The story is simple – little 9-year-old Ren runs away from home after his mother’s death. His father is missing and he dislikes his guardians, so becomes homeless. Fortunately for him, he’s spotted by Kumatetsu, a powerful but irresponsible beast creature, and taken in on a whim as a disciple. Taken in as a lonely human in a world of beasts, with a monkey and pig advising him and giving something of an echo of Journey to the West, Ren is given the new name Kyuuta and eventually becomes formidable. Unsurprisingly, he’s not the only one with a similar background, though, and might have to confront the darkness in the hearts of others.

The core of the movie, the squabbling, eventual respect and finally strong bond between Kumatetsu and Ren, works very well.
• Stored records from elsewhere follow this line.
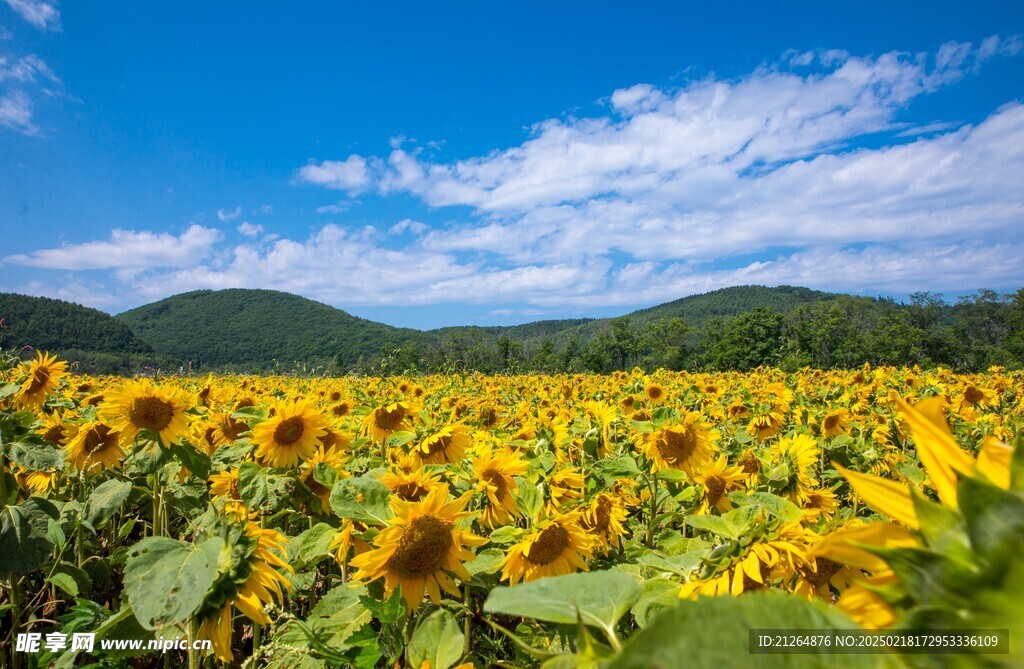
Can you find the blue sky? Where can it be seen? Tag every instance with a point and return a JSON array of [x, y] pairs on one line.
[[471, 163]]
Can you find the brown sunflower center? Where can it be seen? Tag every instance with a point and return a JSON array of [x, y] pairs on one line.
[[825, 570], [151, 413], [422, 549], [973, 395], [677, 445], [495, 477], [289, 430], [549, 545]]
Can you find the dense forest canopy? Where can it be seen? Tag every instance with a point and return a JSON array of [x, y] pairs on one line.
[[730, 329]]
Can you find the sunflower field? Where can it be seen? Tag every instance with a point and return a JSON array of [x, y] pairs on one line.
[[631, 519]]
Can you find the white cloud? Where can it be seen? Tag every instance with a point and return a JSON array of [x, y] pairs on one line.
[[410, 225], [43, 15], [350, 174], [126, 250], [228, 214], [338, 208], [249, 230]]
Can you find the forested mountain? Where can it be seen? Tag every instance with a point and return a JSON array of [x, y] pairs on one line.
[[733, 328], [260, 330]]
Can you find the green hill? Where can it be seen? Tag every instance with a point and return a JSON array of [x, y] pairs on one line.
[[259, 330], [58, 326]]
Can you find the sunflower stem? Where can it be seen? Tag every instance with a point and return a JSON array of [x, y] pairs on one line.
[[653, 510]]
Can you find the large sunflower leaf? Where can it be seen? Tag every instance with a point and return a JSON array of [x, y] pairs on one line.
[[600, 597], [167, 580]]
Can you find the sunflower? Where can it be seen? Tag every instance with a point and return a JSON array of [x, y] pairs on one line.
[[95, 444], [257, 555], [796, 458], [383, 421], [686, 445], [137, 405], [418, 549], [655, 393], [225, 484], [754, 566], [331, 457], [555, 547], [604, 519], [446, 445], [43, 374], [718, 479], [55, 430], [290, 435], [495, 469], [835, 422]]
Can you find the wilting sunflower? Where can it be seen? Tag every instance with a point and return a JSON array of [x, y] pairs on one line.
[[420, 547], [225, 484], [331, 457], [604, 519], [718, 479], [495, 469], [43, 374], [795, 458], [137, 405], [446, 445], [290, 435], [249, 585], [95, 444], [384, 421], [757, 566], [836, 422], [555, 547], [687, 445]]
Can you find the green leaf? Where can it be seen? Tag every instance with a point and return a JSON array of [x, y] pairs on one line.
[[65, 582], [37, 456], [312, 545], [994, 518], [25, 542], [714, 632], [657, 594], [364, 499], [195, 460], [167, 580], [437, 640], [340, 614], [600, 597], [260, 488], [104, 501], [620, 466]]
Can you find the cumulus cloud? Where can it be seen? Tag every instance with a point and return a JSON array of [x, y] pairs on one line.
[[224, 215], [249, 230], [765, 178], [351, 174], [126, 250], [43, 15]]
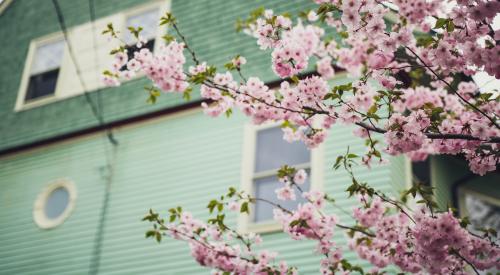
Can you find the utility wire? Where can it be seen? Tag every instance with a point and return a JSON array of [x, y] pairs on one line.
[[95, 261], [93, 107]]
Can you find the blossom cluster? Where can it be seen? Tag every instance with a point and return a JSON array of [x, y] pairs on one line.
[[434, 243]]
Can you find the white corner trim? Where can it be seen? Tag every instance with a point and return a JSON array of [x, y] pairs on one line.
[[245, 224], [41, 220], [23, 87]]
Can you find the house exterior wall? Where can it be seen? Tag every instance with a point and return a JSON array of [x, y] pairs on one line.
[[184, 158], [209, 26]]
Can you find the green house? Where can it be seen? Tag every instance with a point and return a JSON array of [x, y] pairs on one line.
[[80, 163]]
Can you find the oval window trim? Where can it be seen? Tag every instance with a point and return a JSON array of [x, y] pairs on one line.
[[39, 214]]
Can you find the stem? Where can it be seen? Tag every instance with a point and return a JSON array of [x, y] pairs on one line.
[[454, 252]]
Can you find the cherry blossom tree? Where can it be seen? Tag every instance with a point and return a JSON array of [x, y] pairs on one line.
[[412, 62]]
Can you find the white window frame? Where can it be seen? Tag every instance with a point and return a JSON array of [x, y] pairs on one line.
[[39, 216], [21, 103], [462, 191], [67, 63], [245, 221], [163, 7]]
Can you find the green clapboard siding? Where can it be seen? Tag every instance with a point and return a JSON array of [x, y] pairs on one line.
[[185, 159], [208, 24]]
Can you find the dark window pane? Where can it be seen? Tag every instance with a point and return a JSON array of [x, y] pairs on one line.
[[421, 171], [56, 203], [273, 151], [42, 84], [131, 49], [265, 189]]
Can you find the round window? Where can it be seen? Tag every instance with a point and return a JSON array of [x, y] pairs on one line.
[[54, 204]]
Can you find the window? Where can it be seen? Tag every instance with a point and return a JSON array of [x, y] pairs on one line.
[[421, 171], [44, 70], [482, 210], [265, 152], [148, 21], [54, 204], [50, 74]]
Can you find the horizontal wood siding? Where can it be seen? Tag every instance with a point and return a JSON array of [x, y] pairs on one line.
[[186, 159]]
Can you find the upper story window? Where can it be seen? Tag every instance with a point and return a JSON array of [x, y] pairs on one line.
[[44, 71], [50, 74], [421, 171], [148, 21], [54, 204], [265, 152]]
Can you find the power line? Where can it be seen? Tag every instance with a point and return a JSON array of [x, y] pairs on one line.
[[96, 112]]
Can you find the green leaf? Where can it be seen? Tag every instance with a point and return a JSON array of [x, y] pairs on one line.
[[244, 208], [440, 23], [187, 93], [168, 38]]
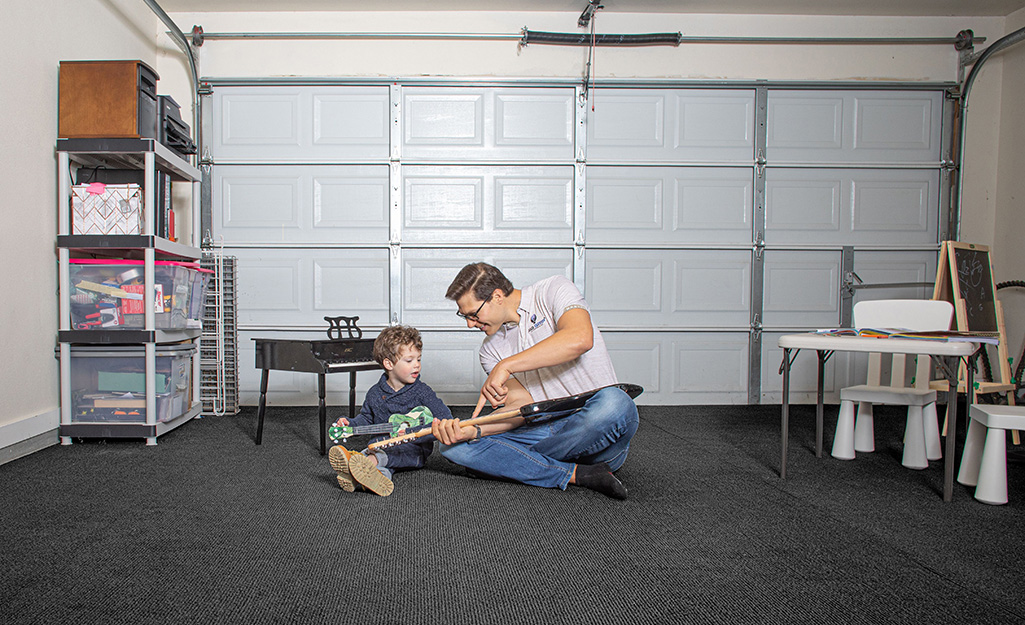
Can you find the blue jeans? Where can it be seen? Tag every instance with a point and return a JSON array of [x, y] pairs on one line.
[[545, 454]]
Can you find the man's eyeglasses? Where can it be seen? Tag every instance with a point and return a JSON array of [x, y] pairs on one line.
[[473, 316]]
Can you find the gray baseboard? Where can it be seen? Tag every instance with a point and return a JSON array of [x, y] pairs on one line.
[[29, 446]]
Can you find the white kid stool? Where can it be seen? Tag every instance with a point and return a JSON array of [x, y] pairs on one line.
[[985, 459], [921, 434]]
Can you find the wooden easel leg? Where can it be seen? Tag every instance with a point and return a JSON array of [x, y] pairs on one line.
[[1016, 438]]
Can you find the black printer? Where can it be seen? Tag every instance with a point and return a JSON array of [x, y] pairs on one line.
[[171, 131]]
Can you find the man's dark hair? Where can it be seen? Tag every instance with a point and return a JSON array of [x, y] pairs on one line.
[[481, 279]]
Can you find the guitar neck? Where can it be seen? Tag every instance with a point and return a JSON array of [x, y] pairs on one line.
[[374, 428]]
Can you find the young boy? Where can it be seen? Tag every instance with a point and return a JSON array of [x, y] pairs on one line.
[[400, 389]]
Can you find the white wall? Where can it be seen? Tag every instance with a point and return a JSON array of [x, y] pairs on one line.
[[1009, 222], [37, 36]]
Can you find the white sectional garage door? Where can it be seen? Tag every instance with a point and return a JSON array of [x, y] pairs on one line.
[[700, 222]]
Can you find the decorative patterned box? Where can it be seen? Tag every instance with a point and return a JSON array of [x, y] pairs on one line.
[[107, 209]]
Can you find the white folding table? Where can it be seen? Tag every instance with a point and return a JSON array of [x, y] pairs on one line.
[[948, 355]]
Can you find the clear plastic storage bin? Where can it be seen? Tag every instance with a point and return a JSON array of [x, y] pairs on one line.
[[109, 382], [108, 294]]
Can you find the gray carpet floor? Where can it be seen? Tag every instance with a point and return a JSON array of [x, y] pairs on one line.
[[208, 528]]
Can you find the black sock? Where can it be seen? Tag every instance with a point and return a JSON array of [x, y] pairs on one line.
[[599, 477]]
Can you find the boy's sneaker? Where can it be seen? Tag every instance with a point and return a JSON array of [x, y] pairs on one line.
[[366, 474], [340, 459]]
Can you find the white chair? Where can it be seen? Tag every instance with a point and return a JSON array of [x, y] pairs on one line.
[[984, 463], [921, 435]]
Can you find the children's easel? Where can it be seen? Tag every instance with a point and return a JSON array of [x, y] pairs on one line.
[[965, 278]]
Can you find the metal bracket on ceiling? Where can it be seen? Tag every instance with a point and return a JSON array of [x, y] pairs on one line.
[[588, 12]]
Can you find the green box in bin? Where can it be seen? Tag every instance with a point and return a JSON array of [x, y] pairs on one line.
[[116, 381]]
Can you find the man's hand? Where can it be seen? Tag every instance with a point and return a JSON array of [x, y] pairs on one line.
[[448, 431], [494, 389]]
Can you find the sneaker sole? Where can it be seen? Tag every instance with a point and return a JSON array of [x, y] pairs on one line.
[[367, 474], [339, 462]]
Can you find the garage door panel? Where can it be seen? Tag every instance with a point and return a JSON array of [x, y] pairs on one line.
[[426, 275], [301, 204], [488, 204], [308, 124], [682, 368], [674, 289], [877, 267], [702, 125], [802, 289], [669, 205], [487, 123], [299, 287], [854, 126], [637, 359], [710, 363], [852, 206], [452, 365]]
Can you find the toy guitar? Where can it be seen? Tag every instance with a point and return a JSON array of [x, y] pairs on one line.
[[414, 418], [530, 413]]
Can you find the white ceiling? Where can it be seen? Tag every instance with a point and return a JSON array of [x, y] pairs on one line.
[[941, 8]]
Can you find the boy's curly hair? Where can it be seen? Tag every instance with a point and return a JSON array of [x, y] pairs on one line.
[[392, 339]]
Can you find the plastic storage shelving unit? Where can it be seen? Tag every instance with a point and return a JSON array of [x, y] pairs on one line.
[[150, 156]]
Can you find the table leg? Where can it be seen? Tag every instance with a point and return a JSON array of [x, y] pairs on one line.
[[819, 403], [262, 407], [322, 393], [785, 425], [352, 394], [950, 367]]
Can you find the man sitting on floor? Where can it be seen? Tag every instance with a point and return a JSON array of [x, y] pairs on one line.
[[540, 344]]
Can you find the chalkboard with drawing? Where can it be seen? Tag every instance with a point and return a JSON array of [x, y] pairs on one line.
[[974, 276]]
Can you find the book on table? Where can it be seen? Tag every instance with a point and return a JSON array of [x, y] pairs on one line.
[[932, 335]]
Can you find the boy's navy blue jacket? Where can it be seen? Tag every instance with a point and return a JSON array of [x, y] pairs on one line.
[[382, 402]]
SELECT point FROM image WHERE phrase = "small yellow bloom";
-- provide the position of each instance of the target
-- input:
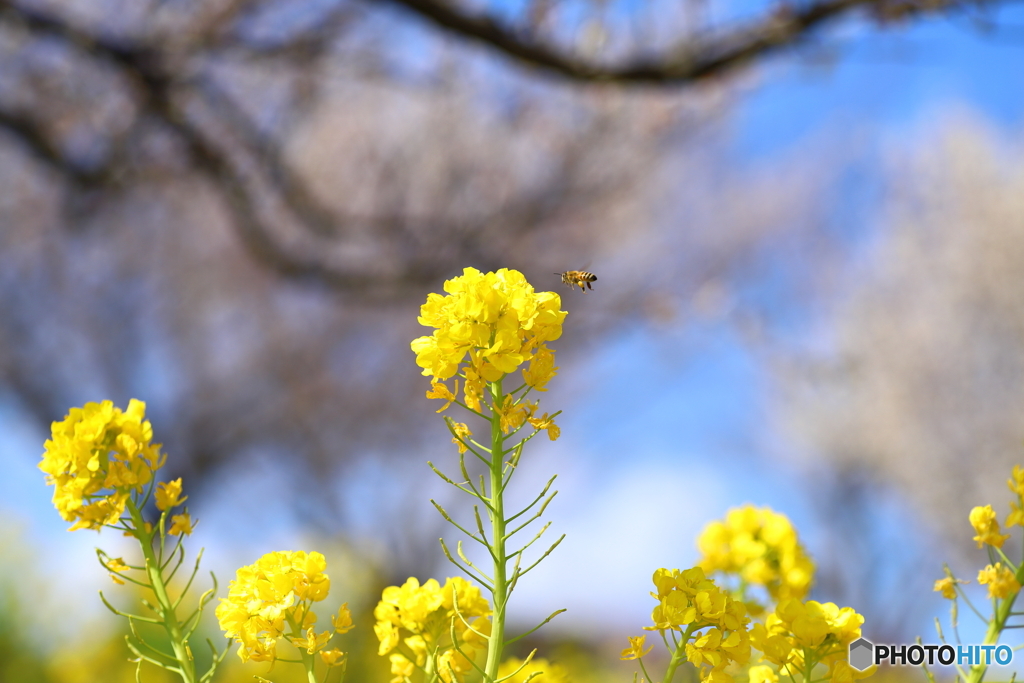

They argue, come to understand one another, and finally rely on each other to be complete. Unfortunately, the rest of the story hung around this core doesn’t cohere nearly so well. The love story is tepid and slow, Kumatetsu’s rival doesn’t get the development he needs and the antagonist is much too remote and peripheral to carry a meaningful climax to the story. There’s also no big pay-off here: it essentially feels like Ren ends up turning his back on everything that makes him who he is, and there was way more scope for examining how he could find a unique place in the human world afterwards.

Ultimately, unlike Summer Wars or The Girl Who Leapt Through Time, and even more so than Wolf Children, the film doesn’t manage to clearly stamp its identity throughout its running time, and thus falls short of hitting hard and being truly memorable. If he wants his Studio Chizu to be a new powerhouse, Hosoda is going to have to up his game – especially with Shinkai now a few steps ahead.